Com tudo isso, muitos parecem ansiosos para saber o dia em que Toffoli deixará a relatoria do caso. Há quem acredite, no entanto, que, com sua saída, o Supremo se “salvará” e a democracia voltará ao curso normal. Trata-se de uma ilusão confortável e também perigosa.
Quando Toffoli sair da relatoria, não se iniciará um processo de cura no STF, mas uma nova etapa da doença: um repeteco do que foi feito pelas mãos do próprio Toffoli conta a Lava Jato, enterrando provas e livrando todo mundo.
A advocacia criminal de elite fará o serviço de explorar as trapalhadas jurídicas — propositais ou não — de Toffoli em busca de nulidades, atropelos processuais e decisões heterodoxas. Provas, apreensões, celulares e documentos poderão acabar inutilizados como frutos de procedimentos que venham a ser considerados viciados.
Quando outro ministro assumir a relatoria, ou quando o processo retornar à primeira instância, qualquer juiz minimamente comprometido, e com ao menos dois neurônios que dialoguem entre si, terá de reconhecer as irregularidades e nulidades, deixando todo mundo livre. Toffoli fora proporcionará uma alternativa “light” à desliquidação do Master: não se ressuscita o banco, anulando o crime, mas se impede a punição dos envolvidos.

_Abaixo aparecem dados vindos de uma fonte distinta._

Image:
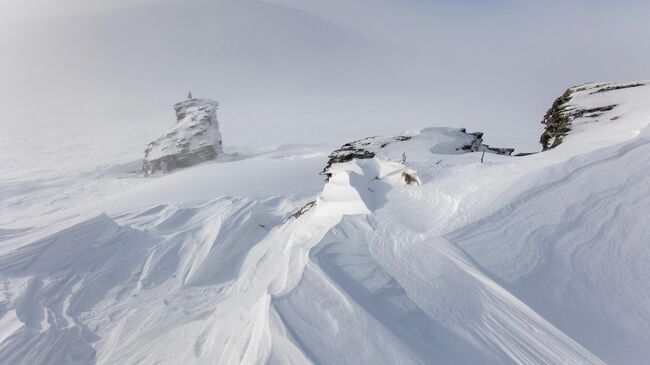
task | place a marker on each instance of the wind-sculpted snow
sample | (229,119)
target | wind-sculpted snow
(487,259)
(195,138)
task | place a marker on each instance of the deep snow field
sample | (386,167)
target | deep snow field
(286,249)
(538,259)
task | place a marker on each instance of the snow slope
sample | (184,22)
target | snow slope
(525,260)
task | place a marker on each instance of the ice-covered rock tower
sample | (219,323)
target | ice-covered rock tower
(195,138)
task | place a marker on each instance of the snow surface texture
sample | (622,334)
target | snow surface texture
(194,139)
(526,260)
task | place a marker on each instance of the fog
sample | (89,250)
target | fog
(290,71)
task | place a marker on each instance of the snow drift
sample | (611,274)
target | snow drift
(538,259)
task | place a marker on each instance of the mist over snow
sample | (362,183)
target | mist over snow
(324,182)
(323,69)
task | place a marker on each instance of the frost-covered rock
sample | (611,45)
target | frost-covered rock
(194,139)
(588,104)
(439,140)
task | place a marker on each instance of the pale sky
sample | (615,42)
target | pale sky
(316,69)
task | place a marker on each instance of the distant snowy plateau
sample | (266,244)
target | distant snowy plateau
(422,247)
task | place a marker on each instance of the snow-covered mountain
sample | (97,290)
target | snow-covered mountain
(425,246)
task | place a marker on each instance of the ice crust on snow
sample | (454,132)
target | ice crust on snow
(195,138)
(513,260)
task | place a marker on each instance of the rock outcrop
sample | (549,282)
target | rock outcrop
(587,102)
(450,141)
(194,139)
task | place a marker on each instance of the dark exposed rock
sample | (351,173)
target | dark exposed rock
(559,117)
(195,138)
(368,147)
(616,87)
(410,179)
(477,145)
(358,150)
(301,211)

O STF nos coloca numa sinuca, mas a escolha precisa ser feita. E deve ser pela saída de Toffoli. Não se pode aceitar, passivamente, que o ministro siga conduzindo, sob a batuta da imoralidade completa, o caso Master.

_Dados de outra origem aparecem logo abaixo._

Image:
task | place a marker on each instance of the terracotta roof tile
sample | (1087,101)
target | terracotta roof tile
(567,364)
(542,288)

Se tentarem anular tudo, seguindo o roteiro do que foi feito contra a Lava Jato, caberá à imprensa e à sociedade cobrar explicações, pressionar por transparência e expor a engrenagem deste escândalo, mesmo após o afastamento de Toffoli, evitando que a normalização do desmantelamento da Lava Jato se repita com o caso Master.